HB5021 was passed by a vote of 21-14. MASB supports the bill, and it now heads to the Governor for her consideration and approval.
House Approves Bill Requiring Personal Information Disclosure
The House passed Senate Bill 169 on Thursday by a vote of 56-51. This bill requires a public employer to share the personal information of a new employee including personal email, address, phone, wages and other information with the union bargaining unit. MASB understands that unions representing these employees need to be able to know who they are, but we opposed the bill as an unwarranted invasion of privacy and had suggested instead to allow employees to sign off on sharing the information. Unfortunately, that change was not made.
SB169 now goes to the Governor for her consideration.

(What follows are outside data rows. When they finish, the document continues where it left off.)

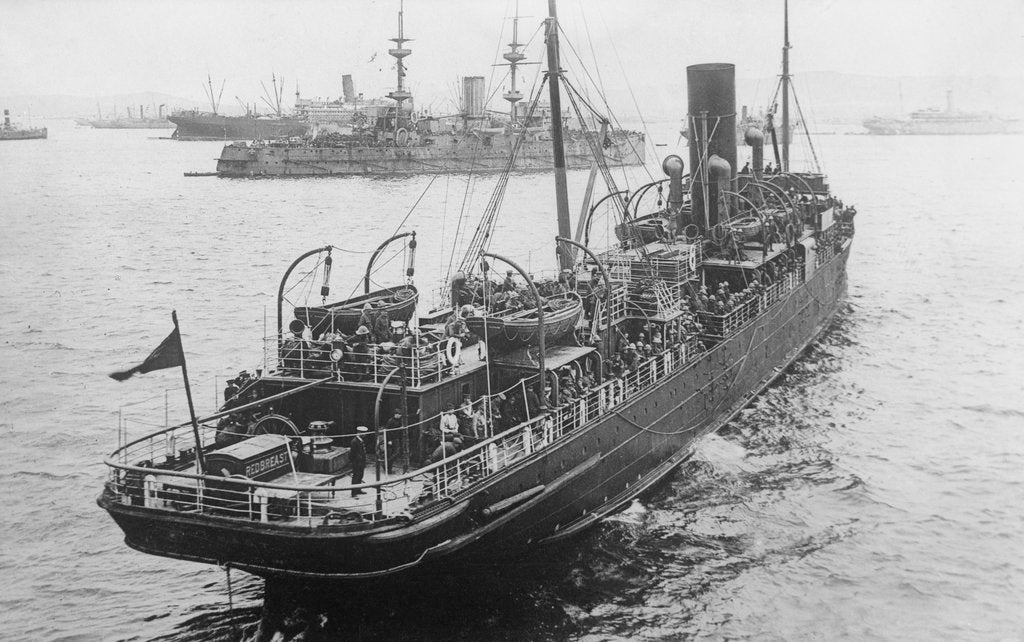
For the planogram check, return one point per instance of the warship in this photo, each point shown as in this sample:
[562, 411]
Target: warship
[134, 121]
[933, 122]
[14, 132]
[605, 375]
[211, 125]
[397, 139]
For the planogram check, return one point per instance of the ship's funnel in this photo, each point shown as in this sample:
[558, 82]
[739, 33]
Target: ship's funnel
[472, 96]
[756, 139]
[348, 88]
[712, 121]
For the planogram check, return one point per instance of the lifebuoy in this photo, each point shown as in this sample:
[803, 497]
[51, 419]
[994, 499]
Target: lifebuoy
[453, 351]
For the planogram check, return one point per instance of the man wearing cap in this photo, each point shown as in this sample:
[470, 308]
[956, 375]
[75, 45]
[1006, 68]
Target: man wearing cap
[357, 458]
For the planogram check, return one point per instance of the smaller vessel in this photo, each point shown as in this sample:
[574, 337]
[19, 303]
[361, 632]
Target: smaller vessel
[14, 132]
[135, 120]
[932, 121]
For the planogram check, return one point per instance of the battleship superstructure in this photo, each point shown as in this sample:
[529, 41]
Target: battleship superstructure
[397, 139]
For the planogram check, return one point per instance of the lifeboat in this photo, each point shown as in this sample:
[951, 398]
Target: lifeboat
[399, 303]
[512, 330]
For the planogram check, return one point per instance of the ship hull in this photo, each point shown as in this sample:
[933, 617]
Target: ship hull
[886, 127]
[150, 123]
[215, 127]
[23, 134]
[593, 472]
[267, 161]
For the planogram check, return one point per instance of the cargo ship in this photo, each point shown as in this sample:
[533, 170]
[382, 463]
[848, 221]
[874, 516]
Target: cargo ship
[134, 121]
[396, 139]
[15, 132]
[211, 125]
[935, 122]
[606, 376]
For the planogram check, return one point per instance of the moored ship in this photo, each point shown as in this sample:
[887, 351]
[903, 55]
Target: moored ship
[16, 132]
[134, 121]
[559, 427]
[395, 139]
[307, 113]
[935, 122]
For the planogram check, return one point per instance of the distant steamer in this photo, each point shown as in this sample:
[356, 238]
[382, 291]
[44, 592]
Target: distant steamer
[198, 125]
[934, 122]
[13, 132]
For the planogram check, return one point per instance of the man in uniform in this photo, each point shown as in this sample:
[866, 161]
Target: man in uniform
[357, 457]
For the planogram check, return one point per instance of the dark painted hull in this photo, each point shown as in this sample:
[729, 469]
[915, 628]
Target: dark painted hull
[592, 473]
[199, 126]
[466, 156]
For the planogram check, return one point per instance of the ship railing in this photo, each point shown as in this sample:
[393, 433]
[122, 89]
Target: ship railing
[428, 362]
[154, 481]
[722, 326]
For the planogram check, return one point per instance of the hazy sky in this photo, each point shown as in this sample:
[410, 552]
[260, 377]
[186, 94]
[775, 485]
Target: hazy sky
[98, 47]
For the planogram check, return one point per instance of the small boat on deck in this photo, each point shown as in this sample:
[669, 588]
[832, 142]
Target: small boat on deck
[399, 303]
[519, 328]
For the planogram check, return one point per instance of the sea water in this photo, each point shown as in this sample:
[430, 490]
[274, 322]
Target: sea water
[876, 490]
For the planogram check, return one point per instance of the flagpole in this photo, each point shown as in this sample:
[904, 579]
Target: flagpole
[192, 409]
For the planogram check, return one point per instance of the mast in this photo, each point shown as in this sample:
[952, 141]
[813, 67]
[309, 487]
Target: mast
[514, 56]
[561, 190]
[785, 89]
[399, 52]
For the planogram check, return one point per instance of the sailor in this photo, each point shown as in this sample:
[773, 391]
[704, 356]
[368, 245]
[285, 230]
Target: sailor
[449, 424]
[382, 327]
[532, 402]
[357, 457]
[368, 318]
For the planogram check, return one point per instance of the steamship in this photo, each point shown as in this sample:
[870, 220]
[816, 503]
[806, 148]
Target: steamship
[15, 132]
[307, 113]
[934, 122]
[568, 433]
[396, 139]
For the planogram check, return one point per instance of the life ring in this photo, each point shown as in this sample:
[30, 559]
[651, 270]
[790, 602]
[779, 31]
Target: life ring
[453, 351]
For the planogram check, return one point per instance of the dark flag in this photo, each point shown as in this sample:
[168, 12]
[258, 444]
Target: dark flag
[167, 354]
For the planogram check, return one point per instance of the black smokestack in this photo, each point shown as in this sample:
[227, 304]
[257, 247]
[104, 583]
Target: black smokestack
[712, 121]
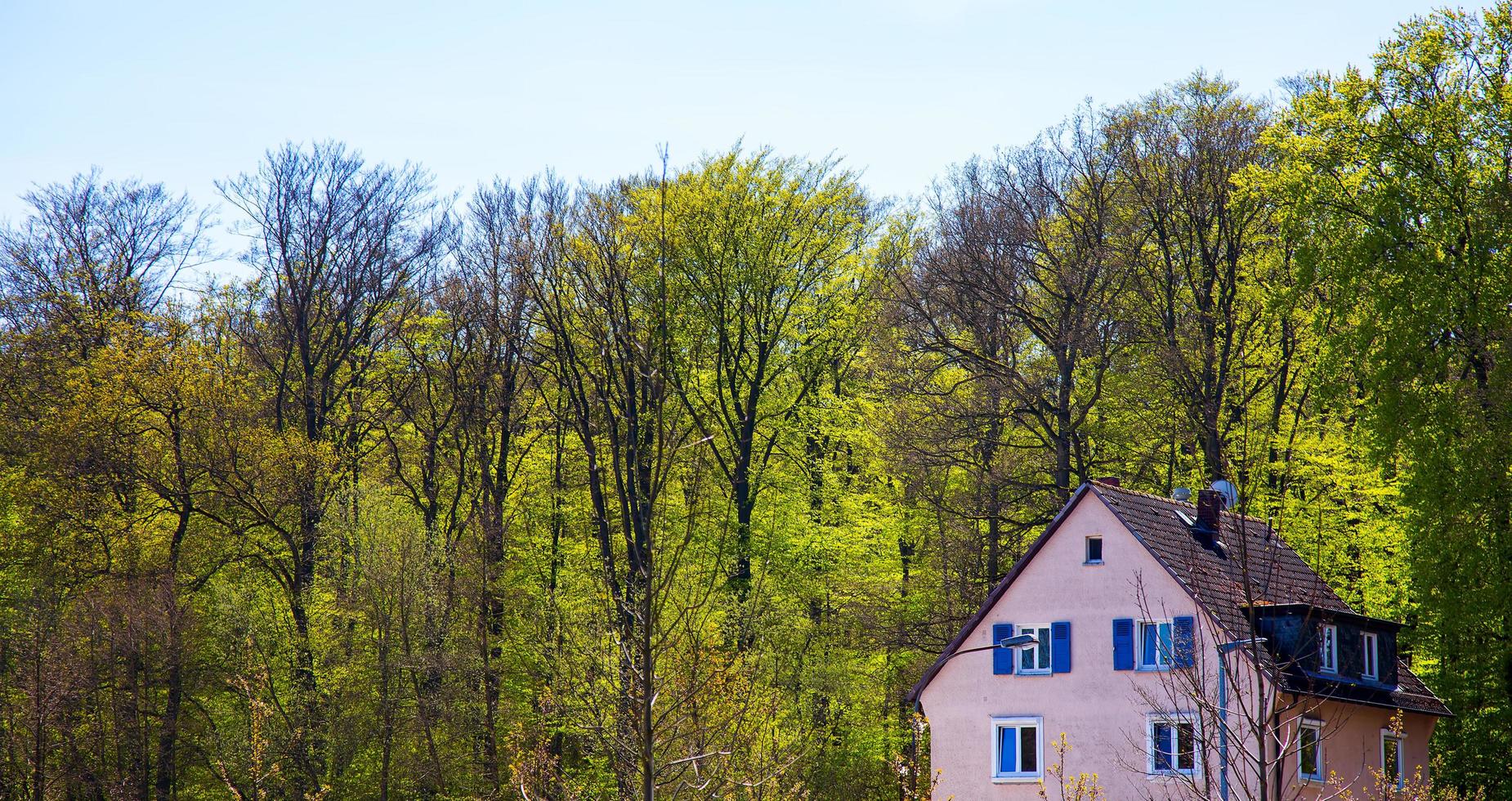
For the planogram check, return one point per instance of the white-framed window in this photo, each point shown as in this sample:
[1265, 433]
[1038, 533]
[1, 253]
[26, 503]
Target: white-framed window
[1328, 649]
[1154, 644]
[1391, 758]
[1094, 550]
[1310, 750]
[1017, 749]
[1170, 744]
[1371, 656]
[1035, 660]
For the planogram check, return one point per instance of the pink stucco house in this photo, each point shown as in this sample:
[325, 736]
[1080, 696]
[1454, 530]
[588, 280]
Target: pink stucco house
[1184, 651]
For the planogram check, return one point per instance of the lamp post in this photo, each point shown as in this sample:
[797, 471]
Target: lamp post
[1225, 649]
[1017, 641]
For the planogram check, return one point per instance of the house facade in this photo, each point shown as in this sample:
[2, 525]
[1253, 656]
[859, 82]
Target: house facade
[1177, 649]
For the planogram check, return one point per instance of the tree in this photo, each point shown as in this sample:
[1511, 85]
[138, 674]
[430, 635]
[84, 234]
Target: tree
[1015, 301]
[1396, 183]
[1202, 263]
[768, 262]
[338, 247]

House Approves Changes to Stop Arm Camera Law
In 2021, the Pupil Transportation Act was amended to allow stop-arm camera systems on school buses. House Bills 4928-4930 amend the laws around this issue. The bills would increase fines and redirect potential revenue from tickets for passing a stopped school bus from libraries to schools. This fits the business model of one particular vendor, who then encourages the revenue from these fines to be used to pay for the camera system. This does not create consistent revenue to cover the costs of the equipment, nor should it be taken from our libraries.
MASB does not support the shift in fine allocation. Also, current law already allows a school to install and operate a stop-arm camera system or enter into a contract with a private vendor to do it. Therefore, these bills are unnecessary and may make changes that limit the available vendors.
The bills were passed by a vote of 81-26 and now go to the Senate.
Legislature Adjourns for the Year
As has been rumored for months, Thursday was the last day of session in both the House and Senate for 2023. A resolution was passed by both chambers establishing Tuesday, Nov 14 as Sine Die. This means no further work can be done this year and starts the 90-day clock on when bills that were not given immediate effect will become law.
One of the reasons the Legislature has adjourned so early is that two Democrat state representatives won their mayoral elections on Tuesday. Once they resign, which should be soon, the House will be at a 54-54 split. Under House rules adopted in January, the Democrats will retain control, however, to pass any legislation, they will need 55 votes.
The Legislature will officially return on January 10, but the House is not expected to meet much right away. Committee meetings and budget work can start, but until special elections are held to bring the House back to 110 members, we don't expect much floor action. The Senate may return to business as usual.